The density of an ideal gas is proportional to its pressure and inversely proportional to its temperature.
Explanation
The relationship between the density (ρ) of an ideal gas and its pressure (P), temperature (T), and molar mass (M) can be derived from the ideal gas law:
PV = nRT
where:
- P is the pressure
- V is the volume
- n is the number of moles
- R is the ideal gas constant
- T is the absolute temperature (in Kelvin)
Density is defined as mass (m) per unit volume (V):
ρ = m/V
We can express the number of moles (n) as mass (m) divided by molar mass (M):
n = m/M
Substituting this into the ideal gas law:
PV = (m/M)RT
Now, rearrange the equation to solve for density (ρ = m/V):
ρ = (PM)/(RT)
From this equation, we can see the following proportionalities:
- Density is directly proportional to pressure (P): At a constant temperature, if you increase the pressure on an ideal gas, its density will increase proportionally.
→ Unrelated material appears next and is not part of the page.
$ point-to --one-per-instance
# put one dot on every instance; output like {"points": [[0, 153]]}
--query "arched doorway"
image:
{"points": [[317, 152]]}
- Density is directly proportional to molar mass (M): At constant temperature and pressure, a gas with a higher molar mass will have a higher density.
- Density is inversely proportional to temperature (T): At constant pressure, if you increase the temperature of an ideal gas, its density will decrease proportionally.
In summary, for a given ideal gas with a fixed molar mass, density is proportional to pressure and inversely proportional to temperature.